The Supreme Court, in Missouri v. McNeely, ruled that blood tests in DUI investigations require warrants. The court held specifically that, in drunk-driving investigations, the natural dissipation of alcohol in the bloodstream does not constitute an exigency in every case sufficient to justify conducting a blood test without a warrant.

You can read the entire decision here: Missouri v. McNeely Opinion.

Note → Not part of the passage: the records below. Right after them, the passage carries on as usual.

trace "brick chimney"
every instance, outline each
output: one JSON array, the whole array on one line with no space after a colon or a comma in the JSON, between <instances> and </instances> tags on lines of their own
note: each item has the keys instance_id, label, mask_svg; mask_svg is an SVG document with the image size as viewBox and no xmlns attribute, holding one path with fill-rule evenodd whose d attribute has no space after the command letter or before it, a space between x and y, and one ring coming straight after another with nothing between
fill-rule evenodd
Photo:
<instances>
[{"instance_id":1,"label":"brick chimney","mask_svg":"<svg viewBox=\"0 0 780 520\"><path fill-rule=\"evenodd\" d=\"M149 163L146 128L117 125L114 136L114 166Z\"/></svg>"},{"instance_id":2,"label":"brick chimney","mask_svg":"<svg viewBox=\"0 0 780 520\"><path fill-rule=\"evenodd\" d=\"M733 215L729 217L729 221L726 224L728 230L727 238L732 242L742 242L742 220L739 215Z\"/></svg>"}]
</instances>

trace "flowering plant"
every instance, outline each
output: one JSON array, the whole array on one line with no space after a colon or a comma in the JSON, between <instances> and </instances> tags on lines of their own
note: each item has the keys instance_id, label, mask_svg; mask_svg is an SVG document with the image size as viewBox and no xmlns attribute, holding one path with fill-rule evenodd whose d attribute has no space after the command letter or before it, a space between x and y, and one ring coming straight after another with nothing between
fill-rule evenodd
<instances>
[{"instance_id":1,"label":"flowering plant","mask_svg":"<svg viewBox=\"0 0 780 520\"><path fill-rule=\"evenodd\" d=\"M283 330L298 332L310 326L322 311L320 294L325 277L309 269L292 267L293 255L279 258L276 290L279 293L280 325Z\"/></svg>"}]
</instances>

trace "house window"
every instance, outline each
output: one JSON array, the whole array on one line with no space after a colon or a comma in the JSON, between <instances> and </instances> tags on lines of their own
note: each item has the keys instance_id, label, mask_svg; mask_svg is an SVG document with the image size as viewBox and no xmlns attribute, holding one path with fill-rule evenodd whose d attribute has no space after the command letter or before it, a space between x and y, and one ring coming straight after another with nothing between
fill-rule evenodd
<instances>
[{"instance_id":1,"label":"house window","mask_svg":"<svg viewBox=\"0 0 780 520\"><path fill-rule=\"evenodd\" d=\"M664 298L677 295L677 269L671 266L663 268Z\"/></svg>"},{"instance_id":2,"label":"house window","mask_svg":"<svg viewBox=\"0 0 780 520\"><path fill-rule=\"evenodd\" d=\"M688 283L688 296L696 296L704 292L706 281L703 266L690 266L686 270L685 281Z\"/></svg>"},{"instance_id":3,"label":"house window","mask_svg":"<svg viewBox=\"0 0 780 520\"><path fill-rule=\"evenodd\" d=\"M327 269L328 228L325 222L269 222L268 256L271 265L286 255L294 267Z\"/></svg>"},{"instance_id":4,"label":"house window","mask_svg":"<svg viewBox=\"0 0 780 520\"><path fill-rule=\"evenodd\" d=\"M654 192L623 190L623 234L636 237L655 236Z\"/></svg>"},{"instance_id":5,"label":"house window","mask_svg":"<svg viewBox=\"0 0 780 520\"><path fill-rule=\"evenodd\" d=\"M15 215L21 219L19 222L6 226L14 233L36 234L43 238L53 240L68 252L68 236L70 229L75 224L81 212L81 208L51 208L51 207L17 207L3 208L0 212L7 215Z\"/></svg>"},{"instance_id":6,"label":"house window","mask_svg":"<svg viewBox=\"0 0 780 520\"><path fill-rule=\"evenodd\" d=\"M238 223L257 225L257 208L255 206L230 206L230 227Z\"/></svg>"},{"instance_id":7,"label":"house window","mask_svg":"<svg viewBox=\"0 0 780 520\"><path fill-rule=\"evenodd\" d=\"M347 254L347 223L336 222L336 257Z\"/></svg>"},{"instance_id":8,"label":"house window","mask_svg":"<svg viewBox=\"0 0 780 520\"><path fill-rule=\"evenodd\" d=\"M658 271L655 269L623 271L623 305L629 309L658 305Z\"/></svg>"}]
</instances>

The impact of this decision on DUI prosecution is yet to be seen. However, this decision will likely serve to protect the rights of drivers in DUI prosecutions under the 4th Amendment. The right to privacy in one’s person is strengthened by this decision. It will prevent police from using subjective judgment before ordering invasive blood draws, prevent innocent prosecutions and vindicate those wrongly accused. Furthermore, requiring a warrant ensures that probable cause exists to prosecute in the first place.

Minnesota attorney Charles Ramsay explains:

A healthy respect for everyone’s privacy does nothing to prevent law enforcement from doing their jobs – instead, it ensures that fewer innocent people will be subjected to intrusive searches on the whim of police officers. Hundreds of DWIs may be thrown out of court as a result of this decision, but in the long term, the legal system will be further strengthened and we will see less examples of “rogue” cops who would like to act with as little judicial oversight as possible.

The warrant requirement not only protects innocent individuals from being prosecuted, but will also save the state costly litigation. It will not serve to make the roads a dangerous place but instead will ensure that proper protocols, inherent in the 4th Amendment, are followed to ensure a balance between safety and individual rights.